Exploring Russia's Environmental History: Lake Baikal
CERES welcomes David Moon from the University of York and Catherine Evtuhov of Georgetown University to talk about their recent visit to Lake Baikal in Siberia as part of an international project entitled ‘Exploring Russia’s Environmental History and Natural Resources’ funded by the Georgetown Environment Initiative and the Leverhulme Trust. In late July and early August 2015, a group of 16 specialists in the humanities, social and natural scientists from Russia, USA, Canada, Australia, Romania and the UK spent 10 days taking part in a series of academic workshops and exploring key locations around the lake, including the Barguzinskii zapovednik (established in 1916 to protect the sable), the Ushkanyi islands (home of the unique nerpa or fresh-water seals), Olkhon Island, and the cities of Ulan-Ude and Irkutsk. As well as Baikal’s natural beauty, they also witnessed a lake shrouded with smoke from forest fires around its shores following several months of drought and heat wave: testament to the earth’s changing climate.
David Moon is Anniversary Professor in the Department of History at the University of York, UK. He is lead investigator of a Leverhulme International Network: ‘Exploring Russia's environmental history and natural resources.' He works on Russian and transnational environmental history. His most recent book, The Plough that Broke the Steppes: Agriculture and Environment on Russia’s Grasslands, 1700-1914 (Oxford University Press, 2013) was awarded the Alexander Nove Prize for the best book in Russian, Soviet and Post-Soviet studies by the British Association for Slavonic and East European Studies. He holds a Leverhulme Major Research Fellowship (2015-17) for his project: The Amerikan Steppe: Russian Influences on the Great Plains. He is currently in Washington, DC, to conduct research in the National Archives and Library of Congress.
Catherine Evtuhov has been teaching in the History Department at Georgetown since 1992. Her interests lie at the intersection of ideas, culture, and society in Russia, ranging broadly over the eighteenth to twentieth centuries.

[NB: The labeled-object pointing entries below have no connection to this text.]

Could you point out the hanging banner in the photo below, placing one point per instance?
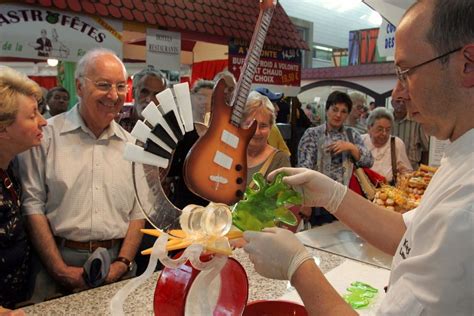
(279, 69)
(386, 40)
(437, 150)
(362, 46)
(31, 32)
(163, 49)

She has published the first translation of Russian philosopher Sergei Bulgakov’s Philosophy of Economy: The World as Household (1912; Yale University Press, 2000), a work of social theory based deeply on the relation of human beings and nature; and her most recent book, Portrait of a Russian Province: Economy, Society, and Civilization in Nineteenth-Century Nizhnii Novgorod (University of Pittsburgh Press, 2011), delves into the ecology of ravines, rivers, and forests and contemporary scientific thinking about them. At present, Dr. Evtuhov is involved in an international collaborative project, with colleagues from the US, UK, and Russia, seeking to establish and broaden the field of Russian environmental history.